Part 43

379 76 12
                                    

Dunia ku berhenti berputar. Runtuh. Aku bukan lagi tokoh utama dalam dongeng. Aku nenek sihir jahat yang memperdaya pangeran demi kebahagiaanku sendiri.

Orang jahat, culas, tak punya hati.

Bagian terburuknya, kini aku juga tak punya tempat untuk pulang.

Bulan Oktober yang kusukai telah berubah menjadi neraka.

Aku terjebak dalam neraka yang kubuat sendiri.

Aku berlari, lari, lari terus hingga langkahku terhenti tanpa sengaja di gubuk tua Mbah Nata. Terus menangis dan menangis disana. Menangis sepanjang waktu. Tidak peduli gubuk ini jauh lebih reot dari terakhir kuingat. Lebih menyeramkan dan lebih berbahaya.

Gubuk ini, tua lembab, ndoyong. Habitat favorit binatang melata yang berbahaya.

Tapi aku sudah tidak peduli lagi.

Aku menekuk tubuhku sekecil mungkin. Melipatnya hingga aku bisa memeluk diriku sendiri sambil terduduk. Sayup-sayup aku bisa mendengar suara derai tawa dan musik tradisional bergema di kejauhan. Festival berkat bumi.

Dunia tetap berjalan sekalipun hidupku runtuh.

Tapi siapa pula aku? Hanya Kala Hujan yang tidak punya apa-apa.

Menyedihkannya di saat logikaku tau , bahwa kutukan nenek sudah berakhir, dan tidak ada apapun lagi yang bisa membuat Hugo tetap di sampingku, aku tetap berharap Hugo ada disini. Menyelamatkanku.

Aku merindukan Hugo.

Aku rindu di peluk Hugo. Aku rindu cara Hugo memperlakukanku seperti ia ayahku. Membelaiku di saat aku sedih dan menciumku sebelum tidur. Orang yang tidak keberatan aku bercerita apa saja hal yang paling tidak penting sekalipun, sekalipun aku tau Hugo orang yang paling sibuk dan bertanggung jawab penuh bagi Arutala.

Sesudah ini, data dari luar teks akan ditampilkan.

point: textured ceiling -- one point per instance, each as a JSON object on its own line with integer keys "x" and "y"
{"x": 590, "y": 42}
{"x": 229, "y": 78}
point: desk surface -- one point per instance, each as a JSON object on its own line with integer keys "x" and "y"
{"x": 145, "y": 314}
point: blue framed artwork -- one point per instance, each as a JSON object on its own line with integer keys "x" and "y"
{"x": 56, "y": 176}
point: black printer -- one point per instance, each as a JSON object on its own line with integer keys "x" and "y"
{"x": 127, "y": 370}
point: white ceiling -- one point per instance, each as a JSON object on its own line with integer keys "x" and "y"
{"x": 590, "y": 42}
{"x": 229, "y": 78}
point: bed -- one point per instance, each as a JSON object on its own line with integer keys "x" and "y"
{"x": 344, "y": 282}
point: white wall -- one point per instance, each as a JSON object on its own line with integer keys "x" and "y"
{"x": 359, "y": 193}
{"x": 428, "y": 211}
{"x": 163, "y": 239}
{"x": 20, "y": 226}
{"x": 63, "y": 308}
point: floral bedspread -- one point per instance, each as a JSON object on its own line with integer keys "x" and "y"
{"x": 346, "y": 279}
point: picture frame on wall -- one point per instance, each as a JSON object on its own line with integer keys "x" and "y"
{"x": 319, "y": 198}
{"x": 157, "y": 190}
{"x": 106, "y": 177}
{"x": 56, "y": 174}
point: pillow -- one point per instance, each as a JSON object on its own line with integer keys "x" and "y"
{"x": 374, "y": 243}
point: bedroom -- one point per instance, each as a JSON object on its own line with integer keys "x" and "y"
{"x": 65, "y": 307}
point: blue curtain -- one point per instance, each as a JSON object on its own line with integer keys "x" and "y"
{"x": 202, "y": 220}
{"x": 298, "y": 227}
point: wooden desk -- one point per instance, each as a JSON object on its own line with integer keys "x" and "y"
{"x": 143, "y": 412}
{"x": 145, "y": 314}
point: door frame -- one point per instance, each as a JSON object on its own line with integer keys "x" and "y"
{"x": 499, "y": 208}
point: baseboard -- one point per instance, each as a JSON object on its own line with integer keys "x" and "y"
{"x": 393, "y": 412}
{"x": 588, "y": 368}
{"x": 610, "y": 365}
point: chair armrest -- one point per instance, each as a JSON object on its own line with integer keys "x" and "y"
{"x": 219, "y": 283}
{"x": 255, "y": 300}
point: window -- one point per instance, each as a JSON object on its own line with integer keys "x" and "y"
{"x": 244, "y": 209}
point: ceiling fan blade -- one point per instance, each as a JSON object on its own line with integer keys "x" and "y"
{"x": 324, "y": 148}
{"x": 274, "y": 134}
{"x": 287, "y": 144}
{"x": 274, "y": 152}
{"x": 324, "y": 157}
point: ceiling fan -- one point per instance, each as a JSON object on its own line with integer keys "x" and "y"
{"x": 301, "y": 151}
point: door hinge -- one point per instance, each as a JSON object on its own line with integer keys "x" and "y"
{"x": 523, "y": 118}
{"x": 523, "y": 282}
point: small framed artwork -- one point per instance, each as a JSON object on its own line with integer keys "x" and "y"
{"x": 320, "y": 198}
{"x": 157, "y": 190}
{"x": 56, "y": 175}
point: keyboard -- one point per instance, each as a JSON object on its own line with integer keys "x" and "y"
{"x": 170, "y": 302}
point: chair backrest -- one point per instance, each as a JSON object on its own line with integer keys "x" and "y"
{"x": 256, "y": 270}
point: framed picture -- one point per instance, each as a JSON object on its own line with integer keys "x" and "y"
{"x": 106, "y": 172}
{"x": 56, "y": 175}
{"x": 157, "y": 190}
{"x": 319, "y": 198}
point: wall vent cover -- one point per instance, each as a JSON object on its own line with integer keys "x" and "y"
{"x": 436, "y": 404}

Aku tau, perasaanku tidak relevan lagi sekarang. Sekarang aku bisa apa? Kembali pada orang yang tadi berteriak menyuruhku pergi? Berharap pada seseorang yang kini kembali menjadi seseorang yang ku tau akan menginjakku seperti kecoa?

Tanpa pilihan, akhirnya aku hanya terus menangis sepanjang waktu. Sampai nafasku habis dan air mataku kering. Pikiranku buntu. Sedikit hatiku berteriak menyuruhku tetap kembali pada Hugo, membiarkan nya menembakku tapi aku tau, menembakku mati bukan solusi. Aku tidak mau Hugo dapat masalah lagi karena aku.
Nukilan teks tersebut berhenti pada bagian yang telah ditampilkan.